For example, letting c=1 yields the sequence 0, 1, 2, 5, 26, 677, ect... That sequence escapes to infinity and therefore c=1 is not part of the Mandelbrot set. Meanwhile, the sequence c=-1 gives 0, -1, 0, -1, 0, ect..., is bounded and so belongs to the Mandelbrot set.

To note, it has been proven that if any sequence contains a complex value that is outside a distance of 2 from the origin, it will escape to infinity.

#### Coloring

In a basic Mandelbrot set, white is used for a c-values that escapes to infinity and black is used for all c-values that do not.

In most Mandelbrot sets, though, colors are used to help depict the Mandelbrot set or make it more art-orientated. Colors are not defined through an equation, but rather through the last iteration before escaping a distance of two from the origin. The iteration is then assigned a color of the creator's preference.

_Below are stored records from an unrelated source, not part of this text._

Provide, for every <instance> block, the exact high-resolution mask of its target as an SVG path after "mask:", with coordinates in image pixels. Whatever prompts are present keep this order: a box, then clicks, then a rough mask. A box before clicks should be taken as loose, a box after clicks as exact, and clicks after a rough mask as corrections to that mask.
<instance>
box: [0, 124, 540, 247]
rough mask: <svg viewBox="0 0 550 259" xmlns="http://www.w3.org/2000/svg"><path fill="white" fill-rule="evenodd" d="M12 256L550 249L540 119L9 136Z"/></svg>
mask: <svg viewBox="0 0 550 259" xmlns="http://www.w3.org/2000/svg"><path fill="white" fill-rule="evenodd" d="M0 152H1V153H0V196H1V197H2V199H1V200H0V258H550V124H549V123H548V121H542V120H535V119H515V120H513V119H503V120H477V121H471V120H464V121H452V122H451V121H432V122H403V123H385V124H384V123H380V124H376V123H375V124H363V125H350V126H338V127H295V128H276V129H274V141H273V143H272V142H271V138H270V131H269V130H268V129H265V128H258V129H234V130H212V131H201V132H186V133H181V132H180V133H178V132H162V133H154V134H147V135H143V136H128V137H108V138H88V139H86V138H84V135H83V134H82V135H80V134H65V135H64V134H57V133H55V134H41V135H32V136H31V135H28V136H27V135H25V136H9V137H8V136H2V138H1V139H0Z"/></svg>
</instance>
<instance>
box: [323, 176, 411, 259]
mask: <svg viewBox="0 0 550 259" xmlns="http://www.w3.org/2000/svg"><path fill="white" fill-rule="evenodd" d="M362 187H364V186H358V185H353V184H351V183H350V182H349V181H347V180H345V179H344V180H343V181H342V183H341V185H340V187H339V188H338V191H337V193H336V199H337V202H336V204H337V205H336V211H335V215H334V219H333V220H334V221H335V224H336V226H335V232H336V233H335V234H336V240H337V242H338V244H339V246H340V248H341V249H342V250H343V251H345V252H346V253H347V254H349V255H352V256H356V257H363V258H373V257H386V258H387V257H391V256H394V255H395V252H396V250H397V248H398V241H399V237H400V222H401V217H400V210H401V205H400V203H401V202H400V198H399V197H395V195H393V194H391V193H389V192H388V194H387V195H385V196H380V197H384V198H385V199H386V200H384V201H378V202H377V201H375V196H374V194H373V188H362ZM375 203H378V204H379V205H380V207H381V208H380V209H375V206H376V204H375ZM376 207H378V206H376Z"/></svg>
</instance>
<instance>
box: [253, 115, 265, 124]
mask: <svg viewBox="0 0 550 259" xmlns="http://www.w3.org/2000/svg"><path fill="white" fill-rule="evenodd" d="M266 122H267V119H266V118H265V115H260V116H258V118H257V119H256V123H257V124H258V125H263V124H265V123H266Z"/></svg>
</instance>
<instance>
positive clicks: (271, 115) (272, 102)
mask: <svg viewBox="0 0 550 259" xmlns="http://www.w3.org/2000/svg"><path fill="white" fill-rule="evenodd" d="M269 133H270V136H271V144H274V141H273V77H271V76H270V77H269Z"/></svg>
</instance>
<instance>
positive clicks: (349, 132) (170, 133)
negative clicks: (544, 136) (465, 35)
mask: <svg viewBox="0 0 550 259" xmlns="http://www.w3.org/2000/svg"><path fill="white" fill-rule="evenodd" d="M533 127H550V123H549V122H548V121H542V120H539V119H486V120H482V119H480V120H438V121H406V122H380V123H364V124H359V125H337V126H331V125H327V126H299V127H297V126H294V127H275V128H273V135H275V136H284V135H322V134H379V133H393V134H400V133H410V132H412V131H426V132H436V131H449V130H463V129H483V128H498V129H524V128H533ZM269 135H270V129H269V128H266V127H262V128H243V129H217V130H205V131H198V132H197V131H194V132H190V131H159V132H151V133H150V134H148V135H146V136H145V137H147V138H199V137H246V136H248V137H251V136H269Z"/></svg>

### Implementation in Scratch

#### Creating the Variables

Due to the fact that Scratch does not directly support mathematics in the complex plain, a simple workaround has to be used. Each complex number will be defined as two variables, the real part, and the complex part. And since there will be operations based on the complex numbers, two complex numbers will be needed, or four variables. For the tutorial, these names will be used:

- Real 1
- Real 2
- Complex 1
- Complex 2

Along with that, a variable Best Fit will be used to figure out the color to be used when coloring a complex value:

- Best Fit